理由の一つとして、「トイレ紙は一度気に入れば他のブランドに移らない傾向にある」ようです。直接体に触れるだけに、自分の好みに合えば高くても買い続け、顧客は固定化されやすく傾向にあるとのこと。

 

また、ふたつ目の理由として、増え続ける訪日外国人の存在があるようです。日本製はやわらかく品質への評価が高く、1ロールあたりの巻きが長ければ取り換えの頻度も少なくすむ。利用者と従業員の双方に利点となるため、高級ホテルなどで付加価値の高いトイレ紙の活用が広がっているとのことです。

 

メーカーも販売拡大に力を入れ始めており、大王製紙は長尺型の「エリエール イーナ」の17年度の販売量が前年度に比べ19%増。また、日本製紙クレシア(もダブルでは業界で最も長い1ロール75メートルの「スコッティ フラワーパック 3倍長持ち 4ロール(ダブル)」を展開。
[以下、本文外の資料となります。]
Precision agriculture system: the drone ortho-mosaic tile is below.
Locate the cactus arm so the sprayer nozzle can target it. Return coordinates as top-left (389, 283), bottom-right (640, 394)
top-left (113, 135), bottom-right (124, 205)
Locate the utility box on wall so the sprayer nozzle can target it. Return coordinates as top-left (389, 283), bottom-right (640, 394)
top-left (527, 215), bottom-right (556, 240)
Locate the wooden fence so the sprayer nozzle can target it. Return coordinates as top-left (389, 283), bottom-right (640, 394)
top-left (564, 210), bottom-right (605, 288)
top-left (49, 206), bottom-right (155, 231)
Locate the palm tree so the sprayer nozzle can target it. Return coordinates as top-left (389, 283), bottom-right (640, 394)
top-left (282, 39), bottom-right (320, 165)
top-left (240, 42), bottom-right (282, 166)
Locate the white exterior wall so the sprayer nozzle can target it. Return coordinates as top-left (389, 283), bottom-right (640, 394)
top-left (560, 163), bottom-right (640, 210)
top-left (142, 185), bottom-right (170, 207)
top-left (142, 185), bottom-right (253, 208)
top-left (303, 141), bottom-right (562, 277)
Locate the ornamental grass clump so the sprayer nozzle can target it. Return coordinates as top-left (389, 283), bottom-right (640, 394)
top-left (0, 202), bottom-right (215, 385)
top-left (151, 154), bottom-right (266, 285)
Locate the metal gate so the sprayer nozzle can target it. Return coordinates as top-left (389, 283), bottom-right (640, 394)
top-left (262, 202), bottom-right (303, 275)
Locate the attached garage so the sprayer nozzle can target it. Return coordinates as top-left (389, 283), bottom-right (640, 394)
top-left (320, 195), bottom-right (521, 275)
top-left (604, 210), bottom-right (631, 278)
日経POS情報によると4月の1千人当たりの販売金額は前年同月比48%増、と好調に売上を伸ばしています。

 

300円前後で売られる汎用品と異なり、高付加価値品は特売の対象となりにくく利益率も高いということで、メーカーにとっても顧客にとってもうれしい商品です。

 

「目先の安さだけでは決して判断しない。長い目で見て得する方を選ぶ」というロングレンジ思考の消費が、リーマンショック以降根付いてきています。肌触りがよく体に優しいものを使う方が結果として健康にもよい。2回取り換える手間を一度にすれば人件費も安くつく。そんな長い目で見たベネフィットを買う消費スタイルは、今後も増えていきます。